焼却炉の影響と健康リスク

焼却炉灰に含まれる金属

焼却処理の副産物は埋立地に搬入されますが、灰中には鉄、銅、亜鉛、鉛などの有害金属が含まれ、土壌や地下水への浸出で長期的な汚染を引き起こします。2011年3月号の『Journal of Hazardous Materials』の研究では、日本の3施設から採取した灰に許容基準を超える金属濃度が確認されました。一方、人工的に風化させたサンプルや10年経過した灰は金属含有量が大幅に低下し、環境への影響が軽減されることが示されています。

がんリスク

自治体の焼却炉付近に住む住民は、特定のがん罹患リスクが上昇する可能性があります。
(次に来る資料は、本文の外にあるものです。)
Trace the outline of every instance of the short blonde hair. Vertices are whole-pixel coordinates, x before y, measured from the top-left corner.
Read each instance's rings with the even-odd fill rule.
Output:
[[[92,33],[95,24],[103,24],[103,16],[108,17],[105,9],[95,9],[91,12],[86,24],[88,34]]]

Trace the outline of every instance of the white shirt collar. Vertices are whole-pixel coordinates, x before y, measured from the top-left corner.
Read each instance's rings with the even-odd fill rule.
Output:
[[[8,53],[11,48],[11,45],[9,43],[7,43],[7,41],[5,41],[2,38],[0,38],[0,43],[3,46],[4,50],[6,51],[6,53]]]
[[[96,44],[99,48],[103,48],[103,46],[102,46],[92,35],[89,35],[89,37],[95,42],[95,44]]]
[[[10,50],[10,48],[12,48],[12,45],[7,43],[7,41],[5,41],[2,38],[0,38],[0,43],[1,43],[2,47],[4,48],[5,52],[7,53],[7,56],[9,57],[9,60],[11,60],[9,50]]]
2011年2月号の『Environment International』に掲載されたフランスの研究では、非職業的に曝露された住民の非ホジキンリンパ腫発生率と、有機塩素化合物・ダイオキシン排出量との相関が示され、これらの化学物質への曝露が新たな症例の増加と関連していることが報告されました。

医療廃棄物と健康への懸念

医療廃棄物の多くは焼却され、その排出ガスはダイオキシンの主要な発生源となります。2010年7月号の『Indian Journal of Medical Microbiology』の調査では、国際がん研究機関(IARC)がダイオキシンを発がん性物質と認定していることを踏まえ、医療廃棄物の分別と従業員向け教育プログラムの導入が、環境と人の健康への悪影響を低減する上で重要と結論付けられました。

性別による健康リスクの違い

2010年6月号の『Journal of the Air & Waste Management Association』の論文では、焼却炉周辺に住む男女の血中有害化合物濃度を比較しています。結果として、年長の女性はポリ塩化ジベンゾ‑p‑ジオキシン(PCDD)の濃度が高く、男性はポリ塩化ジベンゾフラン(PCDF)や鉛、アルミニウム、カドミウム、銅などの金属濃度が高い傾向が見られました。性別はこれらの化合物血中濃度に最も影響を与える要因であると結論付けられています。